In the train they go to the dining car, which only sells sandwiches. She doesn't understand how a country with such a wonderful reputation for good food can make such unimaginative sandwiches. She daydreams of chicken tarragon on pita bread. She eats her dried out cheese and her more dried out baguette as the countryside flashes by.

In Paris they stay at the Edouard VII near the Opera. A brass lion in the lobby reminds her of the lions at the Copley Plaza Boston where they'd spent their wedding night.

The room has a king-sized bed. Geoff throws her down and tickles her a prelude to love making. She doesn't come, but she hasn't since they moved. Nevertheless, she feels happy.

Saturday they visit the Louvre. Looking up through the new glass Pyramid they see the old building in the background and fountains in the foreground. Geoff drapes his arm around her shoulder. "Lord, I love living in Europe.
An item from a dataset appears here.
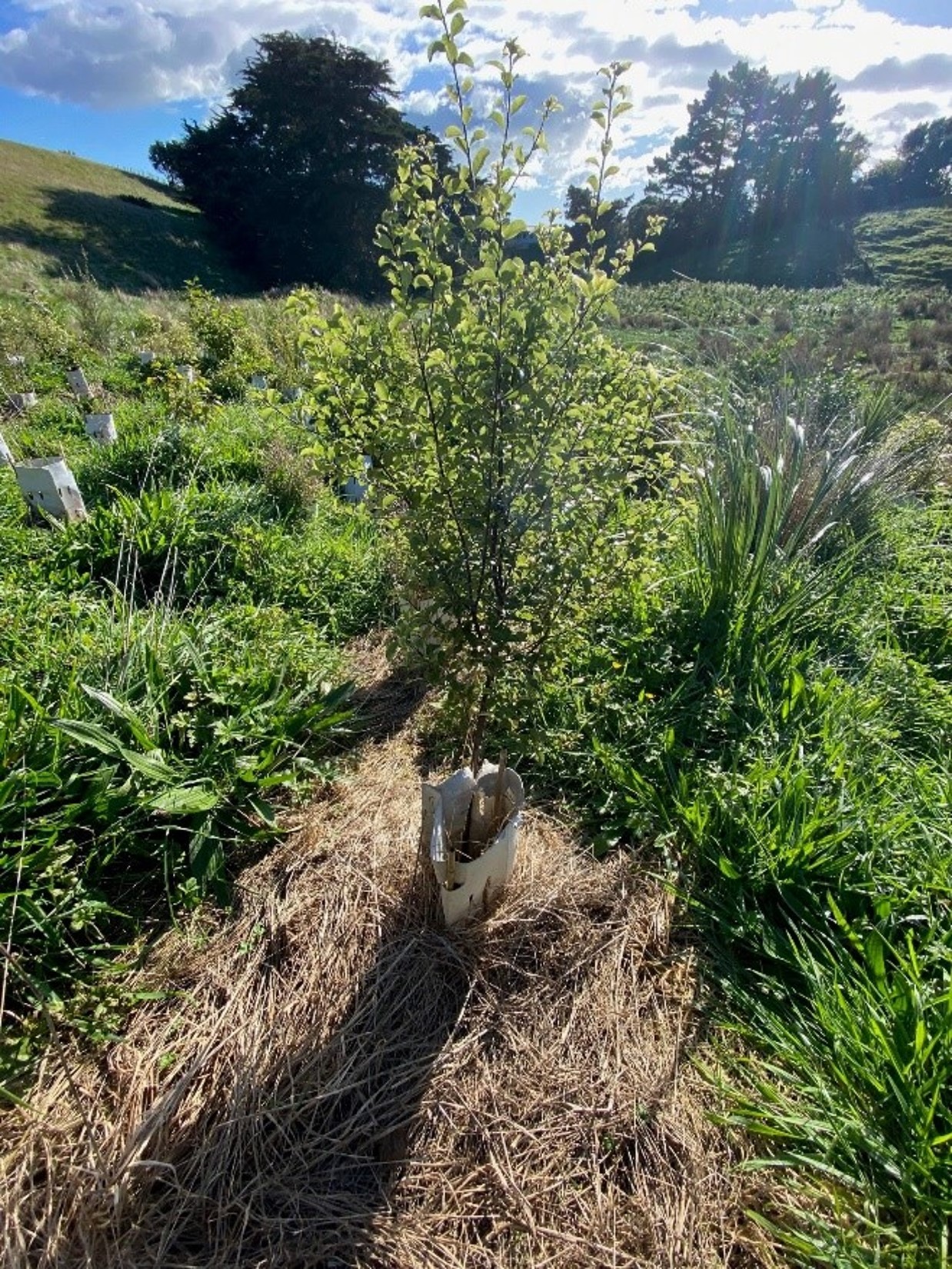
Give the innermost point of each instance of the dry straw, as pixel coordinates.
(337, 1081)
I wish we could stay forever." He doesn't feel her shudder.

They ride the escalator to the look down at the top of the pyramid. "I don't like this view," Geoff says. "It clashes with the old buildings."

"Like a pimple on Cindy Crawford's face," she says.

They stop at a brassiere. They sit facing the windows so they can watch people walk by. She orders hot chocolate. He has a Stella & Artois beer.

Outside a crowd gathers to watch a man pretending to be a statue. He wears a white toga, white makeup and white hair powder. Taking ten francs from her wallet, she goes out to put it in his hat. His white bare feet look cold. She wishes she had some white socks to give him.

In the Metro they sit opposite a man talking to himself. About every three words he pulls a face always the same face. Then he folds the corner of his blue overcoat over and over. Frightened, Susan nestles into Geoff.

When he leaves for his meeting, he suggests she visit Notre Dame. She agrees, but instead goes to Bretano's. The English bookstore is two doors from the hotel. She buys a book about the cathedral. When Geoff come back she shows him the book and says, "See what I bought?" without telling where.
*****
Ten years in the future the couple will be back in Maine. They will have three kids. Susan will be busy.

When they entertain, Geoff will sit back in his chair, take a puff on his pipe and say, "Those years in Europe were the best in our lives."

Susan will say nothing. She'll look out the window past the fenced in areas for the horses to the barn where they have the truck, station wagon and company Buick.

A box containing an unused polisher is hidden in the loft. All three of their vehicles will be dirty.